Can you please provide a context and indicate the source in which you found the expression?
Those words could have something to do with ornamental plants, cf. Environmental Adaptations and Stress Tolerance of Plants in the Era of Climate Change (pedalium murex, populus euphratica..).


----------



## Agró

La primera idea que me surge es que haga referencia a los fenicios y al caracol del que extraían la púrpura, pero la formación del sintagma no me convence. Lo lógico es que "murex" estuviera en genitivo "muricis": _Muricis Populus_ (El pueblo del múrice).
En fin, a ver si alguien puede aportar algo más.


----------



## sleerash

Bearded:
It is a made-up expression. By the way, Agró is in the righ path: the expression tries to describe the Phoenicians and the snail from which the Tyrian purple was extracted (Tyrian purple - Wikipedia).

Thanks.


----------



## bearded

Thank you, sleerash, I didn't know.


----------



## A User

sleerash said:


> the expression tries to describe the Phoenicians...


Phoenicians and *Punics*, obviously. Dido, the founder and first queen of Carthage (in the 9th century BC), was native of Tyre in Phoenicia.
The greek translation from 5th century BC of the term _Canaanites_, φοίνικες /Phoinikes, is connected with φοῖνιξ = purple-red. The dyes may have been named after their place of origin (Phoenicia/ Φοινίκη / Phoiníkē) or vice versa (Phoenicia = Land of Purple).


----------



## bearded

Any ideas as to why _murex populus _and not _muricis populus_?
As a justification for my initial misunderstanding, may I remind that _populus _can mean 'poplar' besides 'people' (in the vegetable meaning it's feminine).


----------



## A User

bearded said:


> Any ideas as to why _murex populus _and not _muricis populus_?


Indizio: i verbi appellativi, come vocor, appellor, dicor («sono chiamato, detto»), ...reggono il doppio nominativo.


----------



## bearded

A User said:


> il doppio nominativo


I know, but in any case it wouldn't be ''a people called 'purple''', methinks. I would rather imagine ''people of the purple'', as Agró wrote... Some context (if there is one) would be of help, showing how the Latin sentence is structured.

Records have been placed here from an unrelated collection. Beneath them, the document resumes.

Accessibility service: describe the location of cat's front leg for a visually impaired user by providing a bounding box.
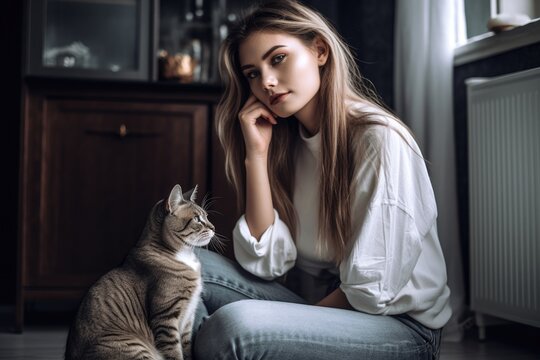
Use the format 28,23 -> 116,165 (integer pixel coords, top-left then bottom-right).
151,311 -> 184,360
155,326 -> 184,360
180,316 -> 194,360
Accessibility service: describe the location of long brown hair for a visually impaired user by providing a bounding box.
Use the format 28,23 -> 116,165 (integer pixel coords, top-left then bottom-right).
216,0 -> 402,263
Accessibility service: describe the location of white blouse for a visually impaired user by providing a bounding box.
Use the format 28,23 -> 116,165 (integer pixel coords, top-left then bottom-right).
233,111 -> 452,329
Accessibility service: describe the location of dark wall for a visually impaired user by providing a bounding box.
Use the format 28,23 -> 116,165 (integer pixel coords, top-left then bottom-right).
0,1 -> 22,304
304,0 -> 395,108
454,43 -> 540,306
336,0 -> 395,109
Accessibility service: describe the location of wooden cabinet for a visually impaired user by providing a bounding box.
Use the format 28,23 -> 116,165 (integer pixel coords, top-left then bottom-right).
17,81 -> 236,330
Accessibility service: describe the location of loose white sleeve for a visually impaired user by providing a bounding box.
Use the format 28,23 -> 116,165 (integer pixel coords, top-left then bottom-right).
340,127 -> 437,314
233,210 -> 296,280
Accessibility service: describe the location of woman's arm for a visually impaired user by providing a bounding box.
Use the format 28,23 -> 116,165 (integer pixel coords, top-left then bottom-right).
238,94 -> 277,240
245,156 -> 274,240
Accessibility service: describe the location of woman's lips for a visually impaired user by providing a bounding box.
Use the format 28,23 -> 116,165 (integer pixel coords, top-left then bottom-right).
270,91 -> 290,106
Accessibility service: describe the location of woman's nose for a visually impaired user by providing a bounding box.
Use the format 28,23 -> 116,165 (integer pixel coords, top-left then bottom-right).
263,74 -> 277,91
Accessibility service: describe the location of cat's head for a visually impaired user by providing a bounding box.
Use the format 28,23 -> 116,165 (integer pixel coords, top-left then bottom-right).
164,185 -> 215,249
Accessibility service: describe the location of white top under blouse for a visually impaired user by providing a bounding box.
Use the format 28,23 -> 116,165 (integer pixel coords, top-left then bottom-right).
233,107 -> 452,329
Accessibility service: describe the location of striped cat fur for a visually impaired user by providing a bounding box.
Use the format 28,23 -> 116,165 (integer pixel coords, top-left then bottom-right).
65,185 -> 215,360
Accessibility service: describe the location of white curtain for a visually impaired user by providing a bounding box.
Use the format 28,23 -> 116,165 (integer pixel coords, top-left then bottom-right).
394,0 -> 466,341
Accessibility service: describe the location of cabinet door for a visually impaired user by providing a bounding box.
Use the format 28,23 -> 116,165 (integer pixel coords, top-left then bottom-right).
23,97 -> 208,290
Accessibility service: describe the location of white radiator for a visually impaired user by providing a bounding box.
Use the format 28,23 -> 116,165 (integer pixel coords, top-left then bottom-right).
467,68 -> 540,336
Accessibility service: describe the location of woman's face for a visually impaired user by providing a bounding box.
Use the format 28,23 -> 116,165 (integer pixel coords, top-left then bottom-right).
239,32 -> 326,122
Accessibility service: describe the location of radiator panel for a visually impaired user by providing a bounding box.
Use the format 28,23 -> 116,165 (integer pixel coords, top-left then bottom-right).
467,68 -> 540,327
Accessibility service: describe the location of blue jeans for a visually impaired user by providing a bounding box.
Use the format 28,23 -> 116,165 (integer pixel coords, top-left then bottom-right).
193,249 -> 441,360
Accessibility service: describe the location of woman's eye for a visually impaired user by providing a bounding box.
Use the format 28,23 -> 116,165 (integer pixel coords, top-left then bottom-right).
272,54 -> 286,65
246,71 -> 259,79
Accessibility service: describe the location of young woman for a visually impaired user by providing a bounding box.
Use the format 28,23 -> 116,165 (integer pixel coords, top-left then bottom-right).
194,1 -> 451,360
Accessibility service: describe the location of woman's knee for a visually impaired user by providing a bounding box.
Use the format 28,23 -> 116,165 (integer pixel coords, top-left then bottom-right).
194,300 -> 268,359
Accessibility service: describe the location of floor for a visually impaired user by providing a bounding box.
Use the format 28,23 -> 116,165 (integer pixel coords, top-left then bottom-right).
0,308 -> 540,360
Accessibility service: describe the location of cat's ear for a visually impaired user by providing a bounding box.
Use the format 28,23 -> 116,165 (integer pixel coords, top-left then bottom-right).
189,185 -> 199,202
184,185 -> 199,202
167,184 -> 185,213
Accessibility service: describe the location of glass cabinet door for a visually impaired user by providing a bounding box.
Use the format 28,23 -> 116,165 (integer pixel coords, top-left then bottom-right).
28,0 -> 151,80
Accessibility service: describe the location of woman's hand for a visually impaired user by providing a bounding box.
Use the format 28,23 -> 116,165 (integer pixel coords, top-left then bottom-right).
238,94 -> 277,158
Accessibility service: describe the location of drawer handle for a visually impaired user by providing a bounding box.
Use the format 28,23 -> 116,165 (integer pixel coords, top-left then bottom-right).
85,124 -> 161,139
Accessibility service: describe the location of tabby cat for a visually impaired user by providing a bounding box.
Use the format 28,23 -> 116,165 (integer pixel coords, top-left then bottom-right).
66,185 -> 215,360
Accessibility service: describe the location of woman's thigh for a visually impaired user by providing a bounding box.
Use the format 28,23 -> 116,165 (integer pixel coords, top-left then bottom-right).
194,300 -> 438,360
197,249 -> 305,314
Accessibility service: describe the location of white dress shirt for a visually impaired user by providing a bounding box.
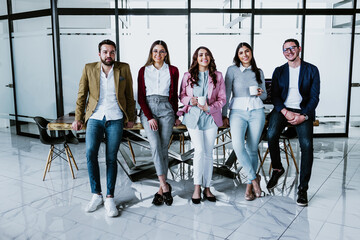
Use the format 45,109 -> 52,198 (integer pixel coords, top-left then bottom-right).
145,63 -> 170,96
284,66 -> 302,109
90,65 -> 124,121
229,63 -> 264,111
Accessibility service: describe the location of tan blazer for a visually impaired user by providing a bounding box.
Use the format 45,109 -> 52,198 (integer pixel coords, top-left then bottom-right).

I know that 'Phoinix/Phoenix' means purple, but the name of a people should at least be in the plural (Phoinikes): then it should be ''populus qui dicitur _murices _(Phoenices)''. I find that _populus murex _is odd.


----------



## A User

Congettura: Populus Ifrael, il popolo che prende il nome da Giacobbe. E stiamo sempre in zona.


----------